Latest disclosure filings by the competing camps in this year's presidential race show that as of the end of July, Governor Romney and the Republican National Committee had $186m (£118m) in the bank compared to a more modest $124m for the Obama campaign and the Democrats.
Accurately assessing the cash battle is difficult, however, because it is not just the finances of the campaigns that have to be considered but also the towering sums being spent by outside organisations on their behalves, notably the so-called super PACs as well as other tax-exempt groups. Put those into the mix and the Republican edge looks even larger. Mr Obama's reserves are lower also by virtue of heavy spending in recent weeks to pay for expansive groundwork operations notably in the 20-odd battleground states that will decide the election and for intensive television advertising.

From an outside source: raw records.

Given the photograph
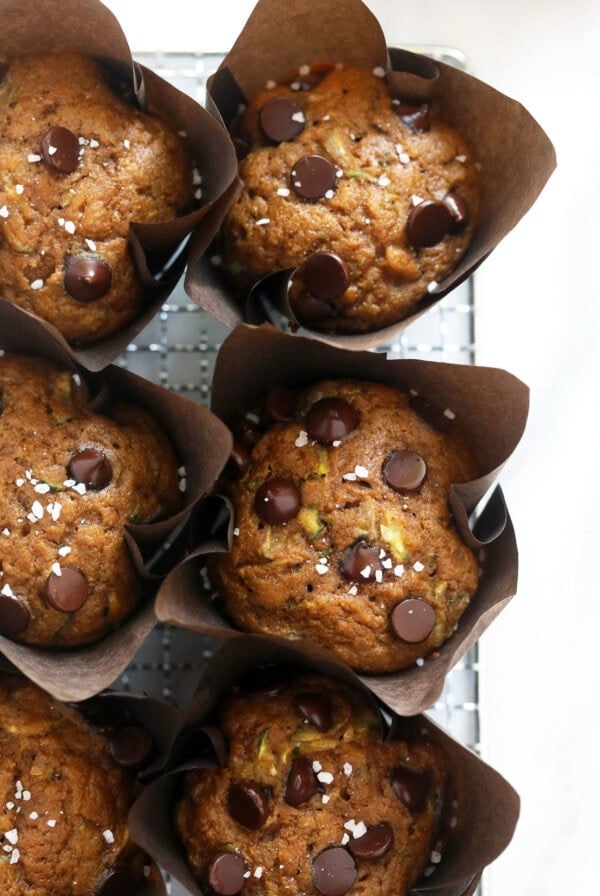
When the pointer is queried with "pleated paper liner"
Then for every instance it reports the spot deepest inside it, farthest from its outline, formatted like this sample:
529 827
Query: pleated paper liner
202 445
88 27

One worrying sign for the incumbent: the Democrats and the Obama campaign spent $91m in July while raising only $75m. Mr Romney remains behind Mr Obama in most swing-state polling, if only by fairly small margins, but his fund-raising heft will be an important consolation as he heads to Tampa for next week's Republican Convention. It will also be a source of unfamiliar anxiety for Mr Obama who, in 2008, left his convention with an enormous cash advantage over his then rival, John McCain.
"Governor Romney will have the resources needed to run a vigorous fall campaign and force the President to compete in states he never thought he'd need to defend," campaign spokesman Ryan Williams told Politico.